The velocity seems a bit high at first sight, but maybe I’m forgetting something, anyway I don’t think this is a direct cause, because it has no influence on the lower level beyond what we can see in that output. The phase estimate before and after reboot seems plausible. Before reboot, the estimate is “pressed against the next lower hall edge” by the non-zero velocity estimate (it’s expected that this can happen). After reboot, it’s re-initialized to the middle of the hall state.

Now some considerations:

• When the phase estimate is off by ± 90° (0.25 rev), it results in zero actual torque despite non-zero Iq. When the phase estimate is off by even more, it results in a flipped torque sign, i.e. uncontrolled spin-out (until spinout detection kicks in).
• The nominal width of a hall state is 60°. The hall state width in your data is 0.599202573299408 - 0.4346435070037842 = 0.1645590663 which is reasonably close to 1/6 rev.
• When the phase estimate sits at an edge, with perfect calibration, it’s off by 30°. That means there’s 60° margin from there to the zero-torque position.

That means if your calibration is off by 60° you would end up in a zero-torque state. However in reality you need additional torque to overcome fiction, so a smaller calibration error could be enough to get you to a stalled state.

So far it seems that the behavior matches a calibration problem. So the next thing I would suggest is to calibrate without load. Otherwise, to confirm the suspicion, you can also try to hack/shift the hall edges by modifying hall_encoder0.config.edge0,1,...,5. Furthermore, plotting phase_vel could tell us if there’s any obvious issue with that.

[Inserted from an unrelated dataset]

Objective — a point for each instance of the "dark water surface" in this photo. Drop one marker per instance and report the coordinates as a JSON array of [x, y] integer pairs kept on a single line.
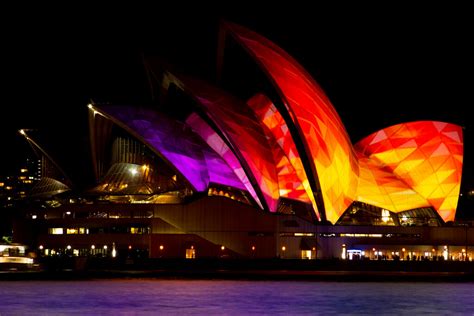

To add on - what motor is this specifically? I see “axis0.config.calibration_lockin.current”: 2.0, which seems quite low, can you raise this to the maximum 180 second current of your motor, and make sure you’re calibrating under absolutely no load?

It’s a small Nanotec 65W motor. I did calibrate it detached from the load (just a bare motor) and that did not help, but I’ll try again at a higher calibration current (3.3 A).

Can you confirm that calling MOTOR_CALIBRATION , ENCODER_HALL_POLARITY_CALIBRATION , and ENCODER_HALL_PHASE_CALIBRATION with the motor disconnected are the only calibrations required?

Correct, that’s all the calibration you should need. Usually peak current is given as a 180-second number, so it should be fine to run at around 5A for the calibration.